Es una gozada de espectáculo que nos ofrece la naturaleza. Es una experiencia bella y rica en sensaciones y parece como que el espíritu se eleva para irse tras las estrellas y más allá incluso. Sí, hay que irse a esas alturas donde las luces artificiales de nuestras ciudades no nos impidan ver ese cielo estrellado, porque esas luces como que nos encandilan y nos impedirán contemplar en toda su pulcritud la belleza del firmamento.
Pues bien, creo que la fiesta que celebramos hoy es algo así como irnos a lo alto para ver las estrellas y es que al contemplar a todos los santos que hoy celebramos es como ver esas estrellas luminosas o tintineantes que nos atraen y nos hacen mirar también a lo alto, elevando nuestro espíritu y diciéndonos que en verdad es posible trascender nuestra existencia terrena y tenemos capacidad de ver y poder alcanzar también esa vida de eternidad.

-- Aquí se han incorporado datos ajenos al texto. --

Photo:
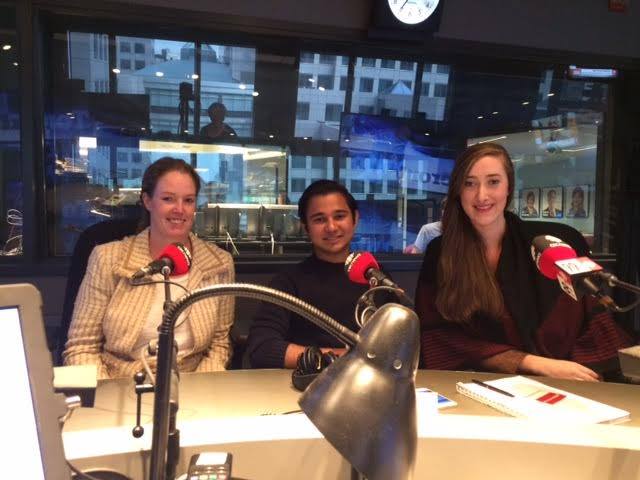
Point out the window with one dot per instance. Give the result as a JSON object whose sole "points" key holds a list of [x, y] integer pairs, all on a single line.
{"points": [[305, 80], [325, 81], [440, 90], [357, 163], [393, 180], [318, 163], [327, 59], [366, 85], [298, 161], [384, 84], [302, 112], [357, 186], [306, 57], [375, 163], [11, 179], [298, 185], [332, 112], [375, 186], [389, 93], [328, 102]]}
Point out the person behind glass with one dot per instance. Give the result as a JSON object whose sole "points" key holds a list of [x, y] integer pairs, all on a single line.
{"points": [[577, 204], [218, 129], [114, 321], [552, 211], [277, 337], [481, 301], [427, 232], [529, 209]]}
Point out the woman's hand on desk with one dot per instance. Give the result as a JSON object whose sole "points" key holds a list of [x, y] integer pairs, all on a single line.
{"points": [[553, 368]]}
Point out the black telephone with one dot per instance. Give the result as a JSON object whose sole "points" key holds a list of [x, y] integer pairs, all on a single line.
{"points": [[210, 466]]}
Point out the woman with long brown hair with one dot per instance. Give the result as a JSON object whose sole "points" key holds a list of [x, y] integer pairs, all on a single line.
{"points": [[481, 301]]}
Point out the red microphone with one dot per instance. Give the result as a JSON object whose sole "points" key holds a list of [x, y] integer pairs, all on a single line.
{"points": [[175, 256], [362, 267], [557, 260], [546, 251]]}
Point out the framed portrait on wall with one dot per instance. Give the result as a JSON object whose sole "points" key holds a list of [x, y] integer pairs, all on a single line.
{"points": [[552, 202], [577, 201], [530, 203], [514, 207]]}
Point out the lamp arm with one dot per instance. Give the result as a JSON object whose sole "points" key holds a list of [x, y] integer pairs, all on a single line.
{"points": [[161, 404]]}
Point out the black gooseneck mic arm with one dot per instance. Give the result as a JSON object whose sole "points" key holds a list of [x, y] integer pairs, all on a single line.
{"points": [[166, 354]]}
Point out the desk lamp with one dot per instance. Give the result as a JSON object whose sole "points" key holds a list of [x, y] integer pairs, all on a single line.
{"points": [[364, 403]]}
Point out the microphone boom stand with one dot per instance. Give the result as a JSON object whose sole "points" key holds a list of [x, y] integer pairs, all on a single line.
{"points": [[164, 414]]}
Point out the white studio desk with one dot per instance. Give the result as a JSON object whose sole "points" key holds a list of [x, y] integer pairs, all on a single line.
{"points": [[239, 412]]}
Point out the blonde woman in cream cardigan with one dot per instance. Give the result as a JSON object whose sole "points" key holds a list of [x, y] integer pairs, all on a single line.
{"points": [[114, 321]]}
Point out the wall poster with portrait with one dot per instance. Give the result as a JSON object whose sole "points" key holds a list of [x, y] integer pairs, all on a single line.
{"points": [[552, 202], [577, 201], [530, 203]]}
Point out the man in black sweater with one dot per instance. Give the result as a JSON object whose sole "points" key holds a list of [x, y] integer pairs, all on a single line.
{"points": [[277, 337]]}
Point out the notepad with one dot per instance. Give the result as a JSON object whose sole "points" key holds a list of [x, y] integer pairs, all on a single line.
{"points": [[533, 399]]}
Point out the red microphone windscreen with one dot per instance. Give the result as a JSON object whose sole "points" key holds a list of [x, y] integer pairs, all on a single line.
{"points": [[357, 264], [547, 250], [180, 256]]}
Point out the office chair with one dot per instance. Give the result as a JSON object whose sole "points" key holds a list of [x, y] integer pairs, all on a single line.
{"points": [[97, 234]]}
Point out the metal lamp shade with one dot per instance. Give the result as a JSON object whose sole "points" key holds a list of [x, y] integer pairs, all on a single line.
{"points": [[364, 403]]}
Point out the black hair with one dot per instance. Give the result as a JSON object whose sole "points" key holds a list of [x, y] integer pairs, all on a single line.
{"points": [[324, 187], [152, 175]]}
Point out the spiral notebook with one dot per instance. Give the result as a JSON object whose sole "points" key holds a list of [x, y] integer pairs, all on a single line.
{"points": [[532, 399]]}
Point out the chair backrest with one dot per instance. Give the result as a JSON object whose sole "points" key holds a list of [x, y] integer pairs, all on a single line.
{"points": [[102, 232]]}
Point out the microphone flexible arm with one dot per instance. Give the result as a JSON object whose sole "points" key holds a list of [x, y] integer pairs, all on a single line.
{"points": [[161, 404]]}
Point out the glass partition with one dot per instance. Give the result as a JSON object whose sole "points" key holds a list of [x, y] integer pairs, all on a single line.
{"points": [[11, 180], [261, 125]]}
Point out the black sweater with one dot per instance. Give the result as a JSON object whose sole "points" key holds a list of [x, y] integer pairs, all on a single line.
{"points": [[322, 284]]}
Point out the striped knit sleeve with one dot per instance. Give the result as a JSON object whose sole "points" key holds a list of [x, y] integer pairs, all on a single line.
{"points": [[218, 355], [86, 337]]}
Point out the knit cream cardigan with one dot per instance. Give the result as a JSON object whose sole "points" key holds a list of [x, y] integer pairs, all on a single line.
{"points": [[110, 313]]}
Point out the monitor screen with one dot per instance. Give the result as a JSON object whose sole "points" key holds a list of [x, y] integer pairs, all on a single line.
{"points": [[25, 445], [35, 434]]}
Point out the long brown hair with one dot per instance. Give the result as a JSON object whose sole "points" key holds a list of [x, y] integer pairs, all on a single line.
{"points": [[466, 284]]}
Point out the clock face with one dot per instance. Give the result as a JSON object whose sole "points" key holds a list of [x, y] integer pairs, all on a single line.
{"points": [[413, 12]]}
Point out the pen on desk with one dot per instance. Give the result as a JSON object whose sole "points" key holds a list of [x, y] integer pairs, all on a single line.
{"points": [[491, 387]]}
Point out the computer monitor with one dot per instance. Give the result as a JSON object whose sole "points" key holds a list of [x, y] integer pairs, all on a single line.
{"points": [[31, 408]]}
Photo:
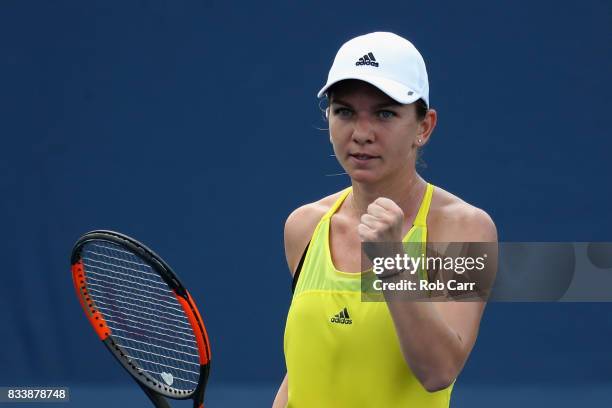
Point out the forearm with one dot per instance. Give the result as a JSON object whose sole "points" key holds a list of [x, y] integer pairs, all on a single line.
{"points": [[432, 349], [280, 401]]}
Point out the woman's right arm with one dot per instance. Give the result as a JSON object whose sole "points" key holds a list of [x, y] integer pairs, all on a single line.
{"points": [[281, 395], [298, 229]]}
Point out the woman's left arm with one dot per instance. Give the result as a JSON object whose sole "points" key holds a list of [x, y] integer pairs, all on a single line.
{"points": [[436, 338]]}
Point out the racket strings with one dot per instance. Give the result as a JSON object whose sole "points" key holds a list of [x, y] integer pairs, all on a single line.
{"points": [[145, 318]]}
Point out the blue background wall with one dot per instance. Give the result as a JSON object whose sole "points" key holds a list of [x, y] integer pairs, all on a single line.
{"points": [[193, 127]]}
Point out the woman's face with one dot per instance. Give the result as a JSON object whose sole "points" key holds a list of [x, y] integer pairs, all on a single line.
{"points": [[374, 137]]}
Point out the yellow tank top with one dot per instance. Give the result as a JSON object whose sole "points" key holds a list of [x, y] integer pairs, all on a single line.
{"points": [[341, 351]]}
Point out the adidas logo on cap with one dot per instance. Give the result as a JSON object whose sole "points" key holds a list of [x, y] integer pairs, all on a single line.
{"points": [[367, 59], [342, 317]]}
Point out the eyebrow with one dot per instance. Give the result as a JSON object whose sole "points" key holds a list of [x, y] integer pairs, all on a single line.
{"points": [[389, 104]]}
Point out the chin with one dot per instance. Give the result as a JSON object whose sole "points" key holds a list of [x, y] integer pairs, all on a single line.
{"points": [[365, 176]]}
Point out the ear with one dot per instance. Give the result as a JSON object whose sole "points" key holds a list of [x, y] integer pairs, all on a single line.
{"points": [[426, 127]]}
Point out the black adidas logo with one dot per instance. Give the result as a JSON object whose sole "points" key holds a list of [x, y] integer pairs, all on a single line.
{"points": [[342, 317], [367, 59]]}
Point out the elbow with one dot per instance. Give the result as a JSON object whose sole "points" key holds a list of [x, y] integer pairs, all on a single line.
{"points": [[438, 382]]}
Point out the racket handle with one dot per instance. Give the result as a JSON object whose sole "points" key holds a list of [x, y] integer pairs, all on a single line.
{"points": [[158, 400]]}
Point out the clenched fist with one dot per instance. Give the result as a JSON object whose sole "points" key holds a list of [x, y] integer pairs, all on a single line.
{"points": [[382, 222]]}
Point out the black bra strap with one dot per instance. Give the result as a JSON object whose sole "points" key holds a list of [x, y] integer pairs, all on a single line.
{"points": [[296, 275]]}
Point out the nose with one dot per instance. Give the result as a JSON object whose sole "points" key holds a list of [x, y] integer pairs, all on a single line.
{"points": [[363, 131]]}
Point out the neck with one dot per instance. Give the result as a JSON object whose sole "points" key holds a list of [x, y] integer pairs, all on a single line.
{"points": [[405, 192]]}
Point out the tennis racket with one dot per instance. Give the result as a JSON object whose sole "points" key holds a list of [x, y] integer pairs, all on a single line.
{"points": [[144, 316]]}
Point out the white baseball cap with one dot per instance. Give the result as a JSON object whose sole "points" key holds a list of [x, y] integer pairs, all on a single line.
{"points": [[387, 61]]}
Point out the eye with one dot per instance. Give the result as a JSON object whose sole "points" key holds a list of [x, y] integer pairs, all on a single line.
{"points": [[385, 114], [343, 112]]}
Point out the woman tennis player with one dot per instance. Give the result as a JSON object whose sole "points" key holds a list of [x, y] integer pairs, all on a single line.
{"points": [[341, 351]]}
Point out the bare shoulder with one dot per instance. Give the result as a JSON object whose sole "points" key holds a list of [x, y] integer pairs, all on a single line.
{"points": [[451, 219], [301, 224]]}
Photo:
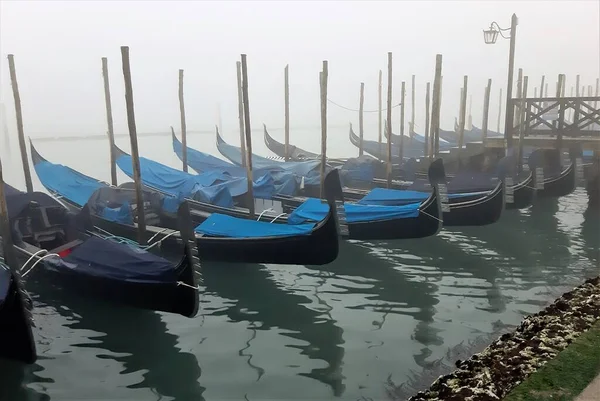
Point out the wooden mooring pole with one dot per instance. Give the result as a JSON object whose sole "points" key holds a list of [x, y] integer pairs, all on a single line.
{"points": [[380, 126], [248, 135], [135, 157], [22, 145], [486, 111], [183, 126], [435, 106], [428, 148], [361, 118], [109, 123], [323, 78], [5, 231], [389, 122], [463, 110], [402, 101], [286, 124], [411, 127], [241, 112]]}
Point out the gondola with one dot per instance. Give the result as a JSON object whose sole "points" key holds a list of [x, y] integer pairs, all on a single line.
{"points": [[219, 237], [64, 250], [16, 337], [556, 181]]}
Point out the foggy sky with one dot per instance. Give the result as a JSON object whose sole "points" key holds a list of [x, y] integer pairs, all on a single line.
{"points": [[58, 48]]}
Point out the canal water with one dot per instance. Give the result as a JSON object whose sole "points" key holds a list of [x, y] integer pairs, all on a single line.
{"points": [[382, 313]]}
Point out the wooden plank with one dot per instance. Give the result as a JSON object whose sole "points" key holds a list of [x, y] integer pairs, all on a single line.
{"points": [[109, 122], [324, 76], [248, 135], [183, 126], [135, 156], [19, 112]]}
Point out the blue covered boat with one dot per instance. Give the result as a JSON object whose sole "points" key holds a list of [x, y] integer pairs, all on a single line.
{"points": [[65, 250], [218, 237]]}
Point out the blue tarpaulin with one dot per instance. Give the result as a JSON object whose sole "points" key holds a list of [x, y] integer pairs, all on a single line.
{"points": [[204, 188], [106, 259], [220, 225], [313, 210]]}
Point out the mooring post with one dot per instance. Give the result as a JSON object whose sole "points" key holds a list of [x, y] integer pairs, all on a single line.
{"points": [[486, 111], [389, 122], [5, 231], [323, 78], [523, 124], [463, 110], [380, 126], [135, 157], [561, 113], [248, 135], [411, 127], [402, 101], [361, 118], [435, 106], [286, 96], [22, 145], [241, 112], [499, 111], [109, 122], [428, 151], [183, 126]]}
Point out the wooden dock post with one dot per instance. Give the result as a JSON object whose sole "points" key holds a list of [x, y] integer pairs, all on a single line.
{"points": [[389, 122], [248, 136], [109, 122], [523, 123], [463, 110], [5, 231], [241, 112], [402, 101], [411, 126], [22, 145], [486, 111], [435, 106], [379, 109], [323, 78], [428, 148], [361, 118], [183, 126], [286, 96], [499, 111], [135, 157]]}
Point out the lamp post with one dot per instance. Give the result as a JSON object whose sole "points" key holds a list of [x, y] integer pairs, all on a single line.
{"points": [[490, 36]]}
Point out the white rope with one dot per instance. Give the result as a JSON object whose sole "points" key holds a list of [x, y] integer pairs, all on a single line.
{"points": [[38, 261], [282, 214], [189, 286], [263, 212]]}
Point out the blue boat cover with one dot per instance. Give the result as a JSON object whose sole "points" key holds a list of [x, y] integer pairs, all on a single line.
{"points": [[67, 182], [100, 258], [285, 183], [5, 280], [313, 210], [181, 185], [395, 197], [220, 225]]}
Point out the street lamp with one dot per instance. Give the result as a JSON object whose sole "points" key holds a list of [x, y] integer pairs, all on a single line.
{"points": [[490, 36]]}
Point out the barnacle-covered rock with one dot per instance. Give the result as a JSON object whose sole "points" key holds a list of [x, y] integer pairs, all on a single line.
{"points": [[507, 361]]}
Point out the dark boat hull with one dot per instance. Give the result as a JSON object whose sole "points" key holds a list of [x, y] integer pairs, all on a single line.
{"points": [[16, 337], [560, 185], [179, 298]]}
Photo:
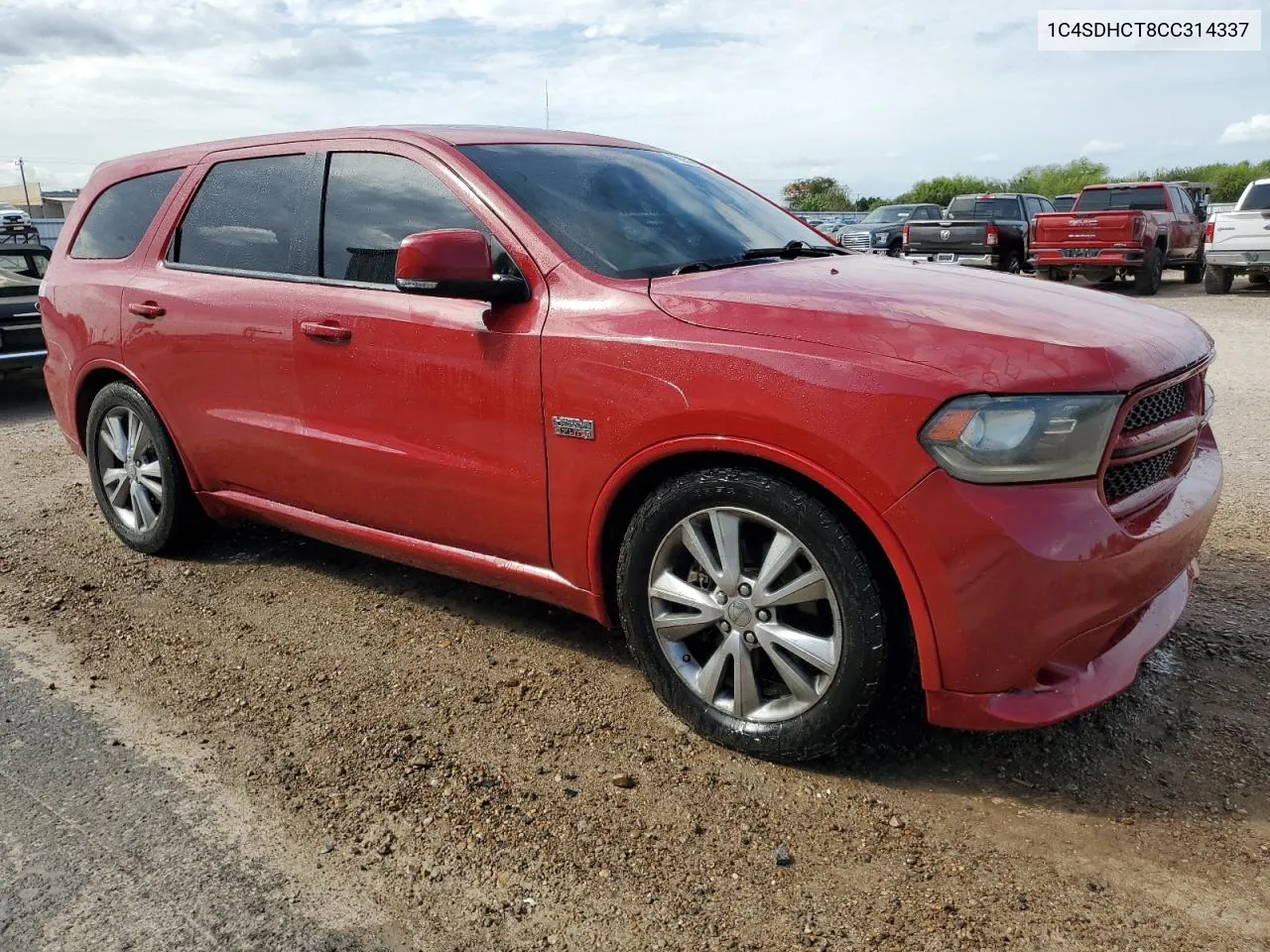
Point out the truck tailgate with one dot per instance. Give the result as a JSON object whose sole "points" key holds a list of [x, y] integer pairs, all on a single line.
{"points": [[1084, 230], [1242, 231], [952, 236]]}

Contemplamos, sí y aprovechemos la riqueza de la imagen, el cielo estrellado de la gloria del Señor en todos los santos que cantan la gloria del Señor.
Hemos de cuidar, si, que luces caducas y artificiales pudieran distraernos o impedirnos encontrarnos con la verdadera luz de nuestra vida. Igual que decíamos que las luces artificiales de la tierra podían impedirnos contemplar la belleza de las estrellas del firmamento porque podían encandilarnos, así no podemos dejarnos seducir por esos luces caducas sino que contemplando ese firmamento maravilloso de las estrellas de todos los santos podamos aspirar con seguridad y sin miedo a una santidad semejante a la suya que para nosotros es ejemplo y estímulo de la verdadera santidad.
Celebrar la fiesta de todos los santos es contemplar, sí, esas estrellas, que no nos ofrecen su luz propia, aunque las estemos llamando estrellas, sino que nos estarán reflejando la luz del verdadero y único Sol de nuestra existencia, porque nos harán elevarnos hacia Dios. Nos están señalando un camino que nos eleva y que nos trasciende; nos estarán señalando el camino que nos impulsa hacia lo alto, hacia la verdadera santidad, siendo para nosotros ejemplo y estímulo de ese nuestro caminar.
El Apocalipsis nos habla de muchedumbres innumerables que nadie puede contar y nos está señalando que si así ahora en el cielo pueden cantar la gloria de Dios es ‘porque lavaron y blanquearon sus vestiduras en la sangre del Cordero’, porque un día en su vida supieron decir Sí a Dios y al amor y su vida desde entonces se transformó, se transfiguró por la fuerza del Espíritu - ya para siempre serán los hijos de Dios - para seguir el camino que Jesús nos señala en los evangelios y nos describe tan bien en las Bienaventuranzas.
Ahora cantan ya eternamente en el cielo la alabanza y la gloria del Señor. ‘Hoy nos concedes celebrar la gloria de tu ciudad santa, la Jerusalén celeste que es nuestra madre, donde eternamente te alaba la asamblea festiva de todos los santos, nuestros hermanos’, como decimos en el prefacio.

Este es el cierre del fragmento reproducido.